Sometimes the "peep" sight wasn't so much of a sight as it was a focusing sight to help the shooter see the rear sight. Go to the Frazier Arms Museum in Louisville, KY and you'll see a wheellock jaeger rifle that has a open rear sight but a tang peep to help the shooter. History has no absolutes and it's a matter for the hysterian to help identify when and where it was valid.

BTW, if in Louisville, go to the Filson Historical Society to see the painting of Daniel Boone. Then go to the Speed Art Museum to see the other painting of Boone by the same artist.
 
"so why would they not be acceptable?'

I would think they should be...If they were of the type of gun and peep sights that were available at the time in history the event represents.To put a modern high tech peep on a 1750 flintlock because "they" had peeps in China in 600 AD is a horse of a different color from a PC perspective, it is the same as trying to argue a modern ML into the PC world by pointing out the non-typical types of ignition from the past, apples and oranges.
 
TG,

I absolutely agree. If the items were available during or prior to that era, then they would be fine in my nonPC opinion. If they were of a later style/vintage, then they would violate the spirit of the event and should not be allowed.
 
It seems to me.. The PC people just want what they belive is PC it has nothing to do with facts, truth or anything else that may get in the way, Bill Large if Ive read right out of a old MB pulled makeing a sight that ws correct but unfair to the pc shooters "gawd" as with the underhammers you'll find ads for them in newapapers that has ads for the Hawken bros rifle in 1838 but the Pcs still go nuts on that one. Its never going to stop, if it wasnt used by EVERYBODY they should outlaw it, then everybody can just stay home. Fred :thumbsup:
 
This argument goes on eternally and usually turns out being what it has become here, a dispute between the PC and non PC factions.

The restriction of using open sights has nothing to do with history. It is simply an exercise of tradition and the rule making process.

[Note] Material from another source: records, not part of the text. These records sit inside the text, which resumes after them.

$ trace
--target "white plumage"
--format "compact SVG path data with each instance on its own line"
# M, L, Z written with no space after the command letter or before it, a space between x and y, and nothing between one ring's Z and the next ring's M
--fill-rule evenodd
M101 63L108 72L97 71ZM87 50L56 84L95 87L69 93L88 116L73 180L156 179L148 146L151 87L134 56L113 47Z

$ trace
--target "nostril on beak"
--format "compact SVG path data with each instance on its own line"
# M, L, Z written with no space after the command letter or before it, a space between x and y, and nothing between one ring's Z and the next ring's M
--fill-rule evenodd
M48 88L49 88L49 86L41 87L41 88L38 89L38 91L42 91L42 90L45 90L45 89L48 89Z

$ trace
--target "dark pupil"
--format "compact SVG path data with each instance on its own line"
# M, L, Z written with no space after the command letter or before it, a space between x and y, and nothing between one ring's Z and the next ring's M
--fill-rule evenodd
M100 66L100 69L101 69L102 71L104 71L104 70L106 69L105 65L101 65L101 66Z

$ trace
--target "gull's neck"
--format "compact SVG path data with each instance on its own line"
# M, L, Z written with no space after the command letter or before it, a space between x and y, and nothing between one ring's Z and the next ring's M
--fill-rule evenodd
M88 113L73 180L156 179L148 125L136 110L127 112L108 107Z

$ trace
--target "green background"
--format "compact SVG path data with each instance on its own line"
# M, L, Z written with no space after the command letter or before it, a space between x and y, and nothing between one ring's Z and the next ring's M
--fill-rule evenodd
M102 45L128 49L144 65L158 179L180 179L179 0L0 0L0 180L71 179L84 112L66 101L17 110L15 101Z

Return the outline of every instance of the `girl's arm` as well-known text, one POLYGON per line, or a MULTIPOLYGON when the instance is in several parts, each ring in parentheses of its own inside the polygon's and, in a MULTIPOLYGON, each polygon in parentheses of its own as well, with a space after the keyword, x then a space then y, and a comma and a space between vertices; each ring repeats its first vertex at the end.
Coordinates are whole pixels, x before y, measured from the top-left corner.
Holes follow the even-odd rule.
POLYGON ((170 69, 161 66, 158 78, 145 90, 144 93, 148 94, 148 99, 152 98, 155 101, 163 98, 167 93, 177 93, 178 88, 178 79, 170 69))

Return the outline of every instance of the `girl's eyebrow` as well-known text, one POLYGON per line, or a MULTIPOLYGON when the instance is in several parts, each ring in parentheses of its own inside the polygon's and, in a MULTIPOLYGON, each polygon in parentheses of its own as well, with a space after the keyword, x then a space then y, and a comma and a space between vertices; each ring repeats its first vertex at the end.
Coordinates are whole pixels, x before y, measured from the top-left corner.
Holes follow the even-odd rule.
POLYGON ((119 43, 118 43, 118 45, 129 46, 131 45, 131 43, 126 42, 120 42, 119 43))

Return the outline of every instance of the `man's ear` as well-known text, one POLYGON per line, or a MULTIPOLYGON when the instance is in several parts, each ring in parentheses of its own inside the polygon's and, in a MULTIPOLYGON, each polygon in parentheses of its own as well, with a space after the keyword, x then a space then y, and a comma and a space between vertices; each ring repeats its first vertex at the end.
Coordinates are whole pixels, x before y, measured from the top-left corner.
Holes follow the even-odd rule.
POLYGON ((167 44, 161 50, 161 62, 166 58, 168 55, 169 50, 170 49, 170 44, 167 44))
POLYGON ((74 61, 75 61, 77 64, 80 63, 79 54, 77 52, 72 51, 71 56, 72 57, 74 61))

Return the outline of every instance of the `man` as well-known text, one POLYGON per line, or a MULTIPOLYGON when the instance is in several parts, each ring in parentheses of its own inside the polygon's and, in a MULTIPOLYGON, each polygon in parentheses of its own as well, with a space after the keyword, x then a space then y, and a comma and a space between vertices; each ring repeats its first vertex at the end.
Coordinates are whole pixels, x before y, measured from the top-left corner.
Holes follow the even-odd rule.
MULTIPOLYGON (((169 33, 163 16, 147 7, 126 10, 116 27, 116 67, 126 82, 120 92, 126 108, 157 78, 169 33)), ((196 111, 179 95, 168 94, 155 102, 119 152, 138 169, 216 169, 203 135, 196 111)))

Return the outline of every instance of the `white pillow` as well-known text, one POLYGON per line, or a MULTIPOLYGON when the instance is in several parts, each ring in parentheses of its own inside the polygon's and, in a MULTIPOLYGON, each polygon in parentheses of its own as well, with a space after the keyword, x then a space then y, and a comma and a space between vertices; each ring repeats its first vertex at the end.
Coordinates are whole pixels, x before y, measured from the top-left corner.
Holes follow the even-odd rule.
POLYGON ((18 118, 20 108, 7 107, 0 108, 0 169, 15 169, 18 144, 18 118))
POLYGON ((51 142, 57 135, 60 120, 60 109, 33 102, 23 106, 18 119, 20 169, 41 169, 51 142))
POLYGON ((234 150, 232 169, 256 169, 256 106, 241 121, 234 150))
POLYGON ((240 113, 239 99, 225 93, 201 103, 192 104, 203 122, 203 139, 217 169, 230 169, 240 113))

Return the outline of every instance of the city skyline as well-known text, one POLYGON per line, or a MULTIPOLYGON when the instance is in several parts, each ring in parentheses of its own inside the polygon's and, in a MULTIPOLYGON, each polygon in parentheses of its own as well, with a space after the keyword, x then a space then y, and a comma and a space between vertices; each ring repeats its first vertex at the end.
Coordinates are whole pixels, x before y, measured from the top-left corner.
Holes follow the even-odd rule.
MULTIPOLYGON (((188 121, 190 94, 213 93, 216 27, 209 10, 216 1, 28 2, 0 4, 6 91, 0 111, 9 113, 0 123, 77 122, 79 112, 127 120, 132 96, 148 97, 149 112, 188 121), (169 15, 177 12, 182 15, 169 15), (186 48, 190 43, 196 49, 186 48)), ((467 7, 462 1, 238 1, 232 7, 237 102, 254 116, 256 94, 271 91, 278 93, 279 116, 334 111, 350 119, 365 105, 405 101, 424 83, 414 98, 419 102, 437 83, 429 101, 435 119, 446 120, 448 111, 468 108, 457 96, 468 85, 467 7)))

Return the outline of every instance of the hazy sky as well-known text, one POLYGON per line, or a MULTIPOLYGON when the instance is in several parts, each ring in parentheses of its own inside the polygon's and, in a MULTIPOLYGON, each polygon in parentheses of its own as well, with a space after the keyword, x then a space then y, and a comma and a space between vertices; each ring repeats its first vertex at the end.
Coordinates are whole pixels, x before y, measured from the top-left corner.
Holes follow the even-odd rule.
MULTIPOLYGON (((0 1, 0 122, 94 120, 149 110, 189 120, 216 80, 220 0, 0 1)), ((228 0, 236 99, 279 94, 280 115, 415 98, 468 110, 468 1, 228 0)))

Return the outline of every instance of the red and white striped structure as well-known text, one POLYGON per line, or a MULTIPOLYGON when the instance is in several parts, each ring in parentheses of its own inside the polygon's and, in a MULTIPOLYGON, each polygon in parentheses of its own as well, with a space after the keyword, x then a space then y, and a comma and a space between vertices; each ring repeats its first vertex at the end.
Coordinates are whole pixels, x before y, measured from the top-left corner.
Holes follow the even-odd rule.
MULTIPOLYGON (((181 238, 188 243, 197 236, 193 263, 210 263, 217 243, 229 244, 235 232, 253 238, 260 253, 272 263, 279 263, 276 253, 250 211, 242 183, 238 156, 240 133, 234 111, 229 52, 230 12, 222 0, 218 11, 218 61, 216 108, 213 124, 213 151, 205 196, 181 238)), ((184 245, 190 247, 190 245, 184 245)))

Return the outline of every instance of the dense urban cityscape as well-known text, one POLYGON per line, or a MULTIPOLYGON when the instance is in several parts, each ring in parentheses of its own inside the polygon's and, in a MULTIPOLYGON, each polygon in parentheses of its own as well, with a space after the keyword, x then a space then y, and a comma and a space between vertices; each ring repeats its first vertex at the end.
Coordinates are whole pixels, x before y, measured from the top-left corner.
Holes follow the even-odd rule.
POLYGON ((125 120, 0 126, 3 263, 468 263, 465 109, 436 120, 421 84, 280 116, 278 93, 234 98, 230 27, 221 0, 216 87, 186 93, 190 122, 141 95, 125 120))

Oddly, the persons that made this rule were not reenactors or historians. They were simply the old dudes that owned old guns that revived this muzzleloading sport.

Their old guns had open sights, and not very good ones. In addition, there were a limited supply of these old guns. When people began making NEW OLD GUNS they sometimes put peep sights on the new creations. The people that were shooting the old origional guns thought this was unfair and wrote a rule to stop the use of peeps sights.

The old guns had open sights for the same reasons that modern guns still come with open sights: they are cheap, easy to install, and most shooters never bother to sight them in or line them up when they shoot anyway!

The overall clad "gods of the muzzleloading revival" also wrote rules allowing "any sight" in some catagories. Most clubs simply do not have a group of competators in those catagories, so you do not see them.

If you do not like the peep sight rule then complain to the sanctioning bodies. Us historians had nothing to do with this one!!!

The NMLRA wrote the origional and most followed rules. That organization has only 18,000 members world wide. They have no control over international shooting. Chances are they have no control over the rules of your local club or rondy. If you do not like the rules your own club uses then take direct action in your own circumstance. Vote to change the rules at your next club meeting.

Either way, quit blaming us historians and reenactors for a rule that originated with a bunch of old time, overall wearing, rifle swapping, chunk shooters back in the 1930s! The rule was not made in the 1630s, 1730s or 1830s, it was from the 20th century 1930s!!!!

It's probably time for us historians to stop promoting the arguement by taking the blame for something we did not do and rationalizing the history retroactively.